People are not paying attention to how world religions are taking advantage of globalisation. Those opposed to gay rights can connect very easily with African groups opposed to gay rights. In the past they had to travel; now they send an email and share tactics. Conservatives argue that gays are out to destroy ‘traditional family values’; as Africans encounter fast-changing values, this language sounds very attractive.”
There is, however, a paradox in the wave of oppression: the harsh laws being enacted may be a measure not of failure but of success, a reaction to gay and lesbians asserting their political identity and rights as never before. Graeme Reid, director of the lesbian, gay, bisexual and transgender rights programme at Human Rights Watch, said: “I do see it as a backlash against the increasing visibility.

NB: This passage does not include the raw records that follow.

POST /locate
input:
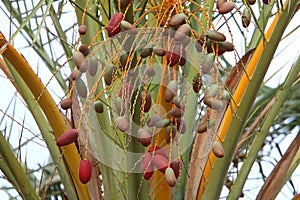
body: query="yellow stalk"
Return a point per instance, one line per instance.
(55, 118)
(237, 96)
(161, 188)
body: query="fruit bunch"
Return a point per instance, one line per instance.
(141, 78)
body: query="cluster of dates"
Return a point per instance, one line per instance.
(210, 44)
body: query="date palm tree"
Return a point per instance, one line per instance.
(158, 99)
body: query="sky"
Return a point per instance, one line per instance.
(286, 54)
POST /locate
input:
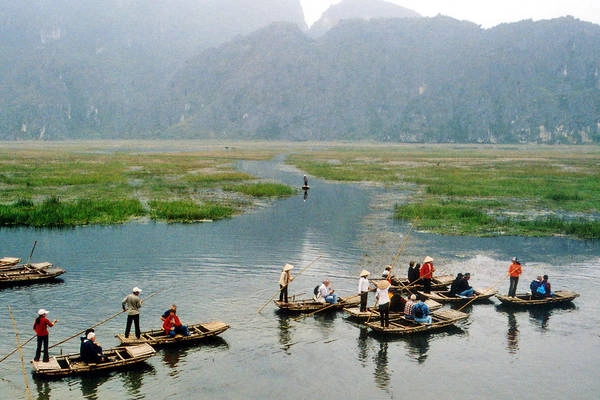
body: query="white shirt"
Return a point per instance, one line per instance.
(363, 284)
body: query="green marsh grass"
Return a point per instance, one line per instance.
(476, 190)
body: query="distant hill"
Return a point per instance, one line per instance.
(401, 80)
(359, 9)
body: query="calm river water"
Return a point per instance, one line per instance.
(228, 270)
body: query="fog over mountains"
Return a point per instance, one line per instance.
(253, 70)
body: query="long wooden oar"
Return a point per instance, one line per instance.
(280, 289)
(101, 322)
(20, 353)
(18, 348)
(485, 291)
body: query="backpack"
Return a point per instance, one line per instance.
(418, 310)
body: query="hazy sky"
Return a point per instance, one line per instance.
(486, 13)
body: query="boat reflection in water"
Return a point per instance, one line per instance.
(512, 334)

Over the last 25 years there’s been an unprecedented growth of LGBT movements across sub-Saharan Africa. Clearly, this is an indigenous African phenomenon. There are various reasons: one is the HIV/Aids epidemic and the funding that became available for men who have sex with men. There was a more open discussion around sexuality.”
Anyone who attended the recent opening of the Queer and Trans Art-iculations: Collaborative Art for Social Change, an exhibition at the Wits Art Museum in Johannesburg, could not help but feel hopeful. Many among the spectacular first-night crowd were confidently gay, lesbian, transgender and, in the word of one guest, “performative”. Despite the works’ reminder of the deadly hate crimes that persist in South Africa, the event’s celebratory, out-and-proud atmosphere offered a glimpse of another possible future.
Last week, Edwin Cameron, a South African constitutional court judge, and one of the first public figures in Africa to come out as gay and HIV-positive, reflected: “The most interesting thing going on here is what I call an ‘unstable transition’. It explains the force of the backlash just as African gays and lesbians are starting to come out. It releases hatred and rage, but what is happening is irreversible. Gays and lesbians are coming to consciousness, organising themselves and speaking out.”